Diinisiasi oleh Wakil Ketua I DPRD Bantul Nur Subiantoro, pencanangan kampung bijak sampah ini dilakukan Kamis (18/8) siang. Dalam program ini, turut dikenalkan mesin pengelola sampah residu plastic menjadi bahan bernilai ekonomi.
“Kami menggandeng Komunitas Bijak Sampah yang selama ini peduli dengan permasalahan sampah di DIY. Permasalahan sampah tidak bisa diselesaikan satu pihak saja. Sampah juga tidak bisa dengan hanya mengandalkan regulasi. Butuh kerjasama semua pihak,” kata Nur.
Bagi Nur, pencanangan di daerah yang dulu menjadi kawasan ibu kota Mataram Islam kuno sangat tepat karena gerakan ini kedepan akan menjadi budaya baru. Sesuai kawasan Plered yang menjadikan budaya sebagai basis ekonominya.
Dirinya juga menilai, kehadiran mesin pengolah sampah residu plastik ini menjadi solusi bagi Kepala Desa dalam mewujudkan program penanganan sampah di lingkungan sekitar. Sehingga tidak perlu di bawah sampai ke tempat pengumpulan sampah.
“Pencanangan ‘Kampung Bijak Sampah Berbasis Teknologi Hijau’ ibarat menarik anak panah. Hanya membutuhkan tenaga sejengkal untuk menarik dan kemudian melemparkan anak panah sejauh yang diinginkan agar nanti menjadi budaya baru kita,” jelasnya.
Wakil Ketua Komunitas Bijak Sampah Tri Setyawati memaparkan keberadaan kampung bijak sampah ini sesuai dengan misi serta visi komunitasnya yang ingin mengajak masyarakat peduli dan mengolah sampah bernilai ekonomi.
“Kita sebenarnya ingin yang besar, seperti lingkup Yogyakarta atau Kabupaten bantul. Namun itu muluk-muluk. Kami memulainya dari kampung, ini efektif menyelesaikan masalah sampah di lingkungan terdekat,” jelansya.

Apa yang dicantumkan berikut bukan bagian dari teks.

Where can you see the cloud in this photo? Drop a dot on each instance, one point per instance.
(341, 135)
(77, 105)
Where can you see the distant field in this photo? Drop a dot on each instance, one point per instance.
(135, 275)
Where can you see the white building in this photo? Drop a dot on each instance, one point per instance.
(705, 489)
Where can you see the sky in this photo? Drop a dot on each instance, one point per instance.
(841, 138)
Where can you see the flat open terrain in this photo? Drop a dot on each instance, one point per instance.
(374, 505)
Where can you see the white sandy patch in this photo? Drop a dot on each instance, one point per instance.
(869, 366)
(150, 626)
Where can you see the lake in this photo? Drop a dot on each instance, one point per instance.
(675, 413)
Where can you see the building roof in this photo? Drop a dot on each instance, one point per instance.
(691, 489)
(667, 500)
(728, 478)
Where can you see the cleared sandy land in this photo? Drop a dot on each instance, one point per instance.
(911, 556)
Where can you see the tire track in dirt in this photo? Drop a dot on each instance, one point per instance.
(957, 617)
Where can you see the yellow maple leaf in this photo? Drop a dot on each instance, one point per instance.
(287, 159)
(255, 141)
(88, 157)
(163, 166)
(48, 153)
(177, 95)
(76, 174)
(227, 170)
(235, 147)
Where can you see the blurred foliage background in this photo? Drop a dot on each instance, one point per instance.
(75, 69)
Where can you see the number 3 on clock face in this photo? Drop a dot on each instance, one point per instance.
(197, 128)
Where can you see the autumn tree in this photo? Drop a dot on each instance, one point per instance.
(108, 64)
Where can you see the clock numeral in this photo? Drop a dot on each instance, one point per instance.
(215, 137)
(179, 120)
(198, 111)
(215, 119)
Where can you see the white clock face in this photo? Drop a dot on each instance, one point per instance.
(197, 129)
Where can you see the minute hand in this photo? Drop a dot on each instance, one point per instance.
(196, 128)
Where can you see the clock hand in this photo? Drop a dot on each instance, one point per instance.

Dengan mesinnya, sampah residu plastik yaitu sampah-sampah plastik yang tidak dilirik pabrikan seperti bungkus sachet minuman ringan, sabun deterjen, kresek, label kemasan, dan lain-lain yang sudah terkumpul di bank sampah atau komunitas masyarakat akan dicacah dalam ukuran kecil.
Hasil cacahan kemudian dicampur dengan pasir dalam mesin pemanas hingga menjadi satu adonan. Adonan ini kemudian dimasukkan ke mesin cetak untuk menjadi bahan bangun ramah lingkungan seperti konblok, batako, maupun pemecah ombak.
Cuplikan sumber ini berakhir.